FRAGMENT SUR LA POPULATION[1].


SECTION IV.
DE LA POPULATION DE L’AMÉRIQUE[2].

La découverte de l’Amérique, cet objet de tant d’avarice, de tant d’ambition, est devenue aussi un objet de la philosophie. Un nombre prodigieux d’écrivains s’est efforcé de prouver que les Américains étaient une colonie de l’ancien monde. Quelques métaphysiciens modestes[3] ont dit que le même pouvoir qui a fait croître l’herbe dans les campagnes de l’Amérique y a pu mettre aussi des hommes : mais ce système nu et simple n’a pas été écouté.

Quand le grand Colombo soupçonna l’existence de ce nouvel univers, on lui soutint que la chose était impossible ; on prit Colombo pour un visionnaire. Quand il en eut fait la découverte, on dit que ce nouveau monde était connu longtemps auparavant.

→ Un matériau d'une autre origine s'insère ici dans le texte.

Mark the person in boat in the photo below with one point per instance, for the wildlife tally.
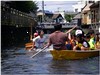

On a prétendu que Martin Beheim, natif de Nuremberg, était parti de Flandre vers l’an 1460, pour chercher ce monde inconnu[4], et qu’il poussa jusqu’au détroit de Magellan, dont il laissa des cartes incognito ; mais comme Martin Beheim n’avait pas peuplé l’Amérique, et qu’il fallait absolument qu’un des arrière-petits-fils de Noé eût pris cette peine, on chercha dans l’antiquité tout ce qui pouvait avoir rapport à quelque long voyage, et on l’appliqua à la découverte de cette quatrième partie de notre globe. On fit aller les vaisseaux de Salomon au Mexique, et c’est de là qu’on tira l’or d’Ophir pour ce prince, qui était obligé d’en emprunter du roi Hiram. On trouva l’Amérique dans Platon. On en fit honneur aux Carthaginois ; et on cita sur cette anecdote un livre d’Aristote qu’il n’a pas composé.

  1. La section donnée sous ce titre dans les éditions de Kehl et celles qui les ont suivies n’est autre que la xixe des Remarques de l’Essai sur les Mœurs : voyez les Mélanges, année 1763. (B.)
  2. Suite des Mélanges (4e partie), 1756. (B.)
  3. Essai sur les Mœurs, chapitres cxlv et cxlvi. Voyez tome XII, pages 376 et 385 ; et Philosophie de l’histoire, paragraphe viii ; voyez tome XI, page 24.
  4. Christophe Théophile de Murr, de Nuremberg, qui a donné, en 1778, une Histoire de Martin Beheim, et dont la traduction française par Jansen a eu, comme l’original allemand, plusieurs éditions, démontre clairement que Martin Beheim n’a eu aucune part à la découverte de l’Amérique, et encore moins à celle du détroit de Magellan. Voyez aussi tome XII, page 378. (B.)